- 51°41′00″N 4°08′59″W﻿ / ﻿51.6833°N 4.1496°W
- Location: Alban Road, Llanelli
- Country: Wales
- Denomination: Anglican

History
- Founded: 1911

Architecture
- Heritage designation: Grade II
- Designated: 3 December 1992
- Architectural type: Church
- Style: Late Gothic style

= St Alban's Church, Llanelli =

St Alban's Church Was an Anglican church in the town of Llanelli, Carmarthenshire, Wales. It was built between 1911 and 1915 and is located prominently on a hilltop at the junction of Alban Road and Stebonheath. It was designated as a Grade II listed building on 3 December 1992 and is now in private ownership.

The Church of St. Alban was erected between 1911 and 1915 by E. M. Bruce Vaughan. Set high on a hill, there is a large basement under its west end. It is built in the local greyish-brown stone with dressings of Bath stone. It is in the late decorative to early perpendicular style and its design is probably influenced by George Frederick Bodley; the clerestoried nave with side aisles is long and the chancel high. The interior is faced with smooth grey ashlar with Bath stone decoration, and the nave is well-lit by the large, high-positioned east windows. The nave has an open timber roof while the chancel has a painted and panelled ceiling. The chancel floor is tiled in green and white. The baptismal font Which was removed and sold by the Church of Wales, was a finely carved ashlar bowl standing on marble legs.

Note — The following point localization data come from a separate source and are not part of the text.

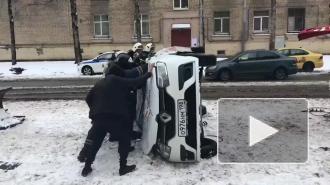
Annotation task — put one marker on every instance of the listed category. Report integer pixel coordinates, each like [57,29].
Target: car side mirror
[162,75]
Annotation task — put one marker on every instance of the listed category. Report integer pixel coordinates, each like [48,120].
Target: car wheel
[280,74]
[225,75]
[308,67]
[208,148]
[87,70]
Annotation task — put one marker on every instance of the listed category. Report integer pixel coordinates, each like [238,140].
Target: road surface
[297,86]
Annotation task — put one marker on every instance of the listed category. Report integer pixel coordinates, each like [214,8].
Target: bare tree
[12,33]
[137,18]
[272,25]
[75,32]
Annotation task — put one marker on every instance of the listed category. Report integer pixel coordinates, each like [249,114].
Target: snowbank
[67,69]
[54,69]
[48,142]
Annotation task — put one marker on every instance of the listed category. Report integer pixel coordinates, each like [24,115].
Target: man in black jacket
[109,111]
[130,71]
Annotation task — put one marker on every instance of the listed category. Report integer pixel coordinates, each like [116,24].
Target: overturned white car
[172,113]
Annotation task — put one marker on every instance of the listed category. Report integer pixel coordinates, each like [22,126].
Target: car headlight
[162,75]
[212,68]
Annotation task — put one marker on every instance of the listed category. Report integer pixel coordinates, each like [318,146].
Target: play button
[263,131]
[258,131]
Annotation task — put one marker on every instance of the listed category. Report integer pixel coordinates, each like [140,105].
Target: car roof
[293,48]
[106,53]
[255,50]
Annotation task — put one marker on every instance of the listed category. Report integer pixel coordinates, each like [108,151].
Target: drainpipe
[245,25]
[201,24]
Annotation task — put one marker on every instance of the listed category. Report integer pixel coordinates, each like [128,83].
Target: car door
[268,61]
[285,52]
[246,65]
[300,55]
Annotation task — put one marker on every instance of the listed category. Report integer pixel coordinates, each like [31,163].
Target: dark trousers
[117,126]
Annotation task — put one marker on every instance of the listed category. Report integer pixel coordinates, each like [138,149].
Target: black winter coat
[110,96]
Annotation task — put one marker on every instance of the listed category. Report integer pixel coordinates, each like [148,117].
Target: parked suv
[251,64]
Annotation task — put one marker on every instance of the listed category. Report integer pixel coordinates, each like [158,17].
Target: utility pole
[137,16]
[202,25]
[272,25]
[245,30]
[12,33]
[75,32]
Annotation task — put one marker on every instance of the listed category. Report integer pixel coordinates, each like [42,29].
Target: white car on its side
[95,65]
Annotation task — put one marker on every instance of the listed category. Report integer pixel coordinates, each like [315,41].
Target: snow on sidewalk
[48,142]
[67,69]
[36,70]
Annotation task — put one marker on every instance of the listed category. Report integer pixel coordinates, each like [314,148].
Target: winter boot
[131,148]
[126,169]
[83,153]
[87,169]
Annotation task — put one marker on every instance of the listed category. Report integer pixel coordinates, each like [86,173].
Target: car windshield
[248,56]
[284,52]
[106,56]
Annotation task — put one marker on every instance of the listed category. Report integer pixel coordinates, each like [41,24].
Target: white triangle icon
[259,131]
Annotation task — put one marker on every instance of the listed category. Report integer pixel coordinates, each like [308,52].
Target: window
[101,26]
[285,52]
[298,52]
[180,4]
[221,22]
[261,21]
[296,19]
[248,56]
[145,27]
[267,55]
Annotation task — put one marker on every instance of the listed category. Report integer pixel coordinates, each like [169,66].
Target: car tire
[208,148]
[225,75]
[280,74]
[308,67]
[87,70]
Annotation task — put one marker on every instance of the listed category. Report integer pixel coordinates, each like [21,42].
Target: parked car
[96,65]
[306,60]
[256,63]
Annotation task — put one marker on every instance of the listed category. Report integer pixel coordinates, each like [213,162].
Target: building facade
[43,27]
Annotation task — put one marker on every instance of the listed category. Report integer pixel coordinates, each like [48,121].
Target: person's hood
[86,61]
[224,61]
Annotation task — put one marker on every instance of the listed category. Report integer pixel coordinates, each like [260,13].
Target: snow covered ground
[67,69]
[35,70]
[48,142]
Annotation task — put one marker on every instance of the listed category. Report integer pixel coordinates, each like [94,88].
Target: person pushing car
[109,110]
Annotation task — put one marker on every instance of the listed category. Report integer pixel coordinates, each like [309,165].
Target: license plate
[182,114]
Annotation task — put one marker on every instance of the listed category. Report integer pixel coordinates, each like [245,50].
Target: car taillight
[295,61]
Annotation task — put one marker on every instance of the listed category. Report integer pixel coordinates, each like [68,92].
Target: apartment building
[43,27]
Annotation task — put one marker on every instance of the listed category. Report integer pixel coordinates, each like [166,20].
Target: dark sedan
[252,64]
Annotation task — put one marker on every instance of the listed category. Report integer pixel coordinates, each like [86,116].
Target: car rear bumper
[210,75]
[292,70]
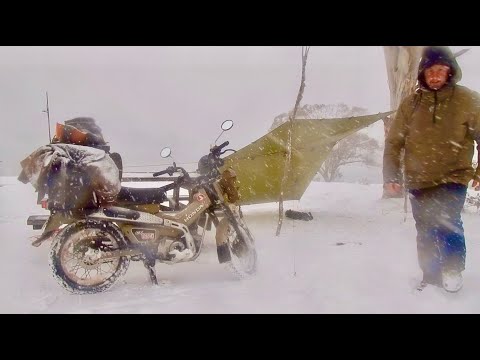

The church was designated as a Grade II listed building on 3 December 1992, the reason for listing being that it is a fine example of a church of its period. The Royal Commission on the Ancient and Historical Monuments of Wales curates the archaeological, architectural and historic records for this church. These include digital photographs of the exterior and interior. The church was declared redundant by the Church in Wales and sold in 2011. It is now thought to be used for residential and commercial purposes.